As to whether or not a person should disclose what his union membership is, I think it is relevant, in the light of a longstanding policy to which- 1 referred on the earlier occasion when Senator Brown raised this matter, that members of a union which is engaged in the dispute which has caused the unemployment or the stand-downs are not entitled to unemployment benefit. Otherwise we would have a situation in which some members of a union were on strike and the other members of the union who were not engaged in the strike would be getting the unemployment benefit. On the aspect of whether or not standing down is unemployment, I am unable to give any answer with regard to the specific matter because I know this is an area in which there, have, been varying legal opinions. I do not think it is unreasonable that one would suppose that such legal opinions and legal difficulties have to be resolved. Is a standing down by an employer temporary unemployment in the sense in which that phrase is used in the Social Services Act and for unemployment benefits? Likewise - I only use this to illustrate the point I am making - is the situation in which a person withholds certain of his labour but is available for other activities to be properly called a strike? In this day and age there are sophisticated techniques and there are events, which occur in which language which has had a fairly time-honoured meaning may not be applicable. I mention that only to suggest that there have been legal questions which I understand now have been resolved, but I will leave it to the Minister for Social Services to convey to the honourable senator what the position is.

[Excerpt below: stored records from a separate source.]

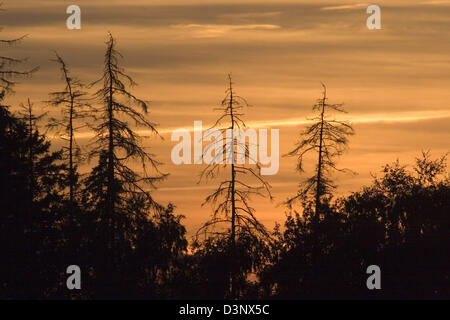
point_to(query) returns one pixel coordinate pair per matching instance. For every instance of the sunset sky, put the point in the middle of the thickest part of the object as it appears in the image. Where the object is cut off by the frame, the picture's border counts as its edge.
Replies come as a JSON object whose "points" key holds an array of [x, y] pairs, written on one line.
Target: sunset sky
{"points": [[394, 82]]}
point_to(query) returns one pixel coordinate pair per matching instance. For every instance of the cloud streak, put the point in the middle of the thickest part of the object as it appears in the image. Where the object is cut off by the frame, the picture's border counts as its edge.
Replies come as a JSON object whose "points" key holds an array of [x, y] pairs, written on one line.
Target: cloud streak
{"points": [[216, 30]]}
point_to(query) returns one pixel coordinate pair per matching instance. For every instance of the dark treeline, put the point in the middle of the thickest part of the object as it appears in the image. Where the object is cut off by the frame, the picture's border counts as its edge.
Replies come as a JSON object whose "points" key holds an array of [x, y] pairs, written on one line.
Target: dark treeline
{"points": [[130, 246]]}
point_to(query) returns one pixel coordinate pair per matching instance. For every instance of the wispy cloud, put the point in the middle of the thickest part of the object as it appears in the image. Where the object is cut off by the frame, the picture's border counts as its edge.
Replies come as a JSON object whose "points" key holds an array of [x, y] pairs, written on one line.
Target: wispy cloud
{"points": [[216, 30], [345, 7], [251, 15]]}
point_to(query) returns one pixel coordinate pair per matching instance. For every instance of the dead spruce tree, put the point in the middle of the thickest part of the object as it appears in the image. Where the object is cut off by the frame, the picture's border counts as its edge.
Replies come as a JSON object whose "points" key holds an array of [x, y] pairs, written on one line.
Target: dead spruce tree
{"points": [[117, 144], [232, 216], [328, 138], [74, 106]]}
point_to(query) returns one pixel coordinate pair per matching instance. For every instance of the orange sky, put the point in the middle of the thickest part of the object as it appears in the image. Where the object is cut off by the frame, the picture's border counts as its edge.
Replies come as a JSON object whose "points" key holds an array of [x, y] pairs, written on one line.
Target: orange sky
{"points": [[394, 82]]}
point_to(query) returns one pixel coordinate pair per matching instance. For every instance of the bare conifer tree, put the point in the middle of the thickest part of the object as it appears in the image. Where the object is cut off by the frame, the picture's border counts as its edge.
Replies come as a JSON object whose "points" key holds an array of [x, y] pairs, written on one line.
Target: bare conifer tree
{"points": [[7, 72], [118, 142], [74, 107], [27, 115], [231, 199], [327, 137]]}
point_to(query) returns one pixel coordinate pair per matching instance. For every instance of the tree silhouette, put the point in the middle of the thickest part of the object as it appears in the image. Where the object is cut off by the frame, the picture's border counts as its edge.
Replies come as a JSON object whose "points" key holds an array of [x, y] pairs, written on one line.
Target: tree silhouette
{"points": [[231, 198], [328, 137], [116, 138], [74, 107]]}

I will see that the Minister for Social Services is informed of the other matters which I have not endeavoured particularly to make some mention of. I am quite sure that he will do his best to give as full information to the honourable senator as he is able. As I have said before, I do not think the conduct of the Minister in the way in which his portfolio has been handled suggests that he is in any way dilatory in regard to matters which are conveyed to him or is not prepared when the facts are stated to do what he can to assist. If there are instances which have been referred to where something can be done to remedy the situation, I am sure that the Minister will do it.